センターでのSさんの仕事は茨城同様、保護された迷子の犬猫の施設内での管理。迷子になった犬や猫は一定期間、センターで保護されるが、期間が過ぎると致死処分(もしくは殺処分)と言う名目で殺されてしまう。ガス室とは犬や猫を炭酸ガスで窒息死させるための箱型の部屋の通称で、今、SさんとHさんは犬用のガス室の操作盤の前に立っていた。

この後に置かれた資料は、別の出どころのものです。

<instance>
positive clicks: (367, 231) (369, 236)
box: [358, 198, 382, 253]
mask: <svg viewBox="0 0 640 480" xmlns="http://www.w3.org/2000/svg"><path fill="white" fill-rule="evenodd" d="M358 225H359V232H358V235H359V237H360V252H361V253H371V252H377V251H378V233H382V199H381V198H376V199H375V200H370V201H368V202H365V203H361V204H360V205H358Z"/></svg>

操作盤には電源やガスを送り込むスイッチなどと一緒にモニターが設置されている。このモニターはガス室内で犬が窒息死したことを確認するためにつけられたものであった。
「こういうことは最初に言っておこうと思ってね」
四つ足になりクルクルと自分の尻を追う全裸の少女、犬顔の鬼に虐げられる小人たちの地獄絵図、日本刀を咥えガス室内を徘徊する見たことのない獣、大写しになった女性器、室内の壁や床から生える無数の豚の足、上下運動を繰りかえす無人のギロチン、駄々広い座敷の中央に置かれた泥だらけの掘削機、ソファーに横たわる胴が異様に長い女、暖を取るかのように寄りそい群れるエメラルドグリーンの小さな龍たち、どこかの国の戦争の風景、天井から吊るされた位牌、血肉と骨でできた万華鏡、雲の上から覗き込むように顔を出す子供の姿……。
犬が窒息死する姿が映る代わりに、こういったおかしな映像がモニターに映り込んでしまうんだと、Hさんは申し訳なさそうに言った。
そんな上司の言葉に、Sさんは困った顔になり呟く。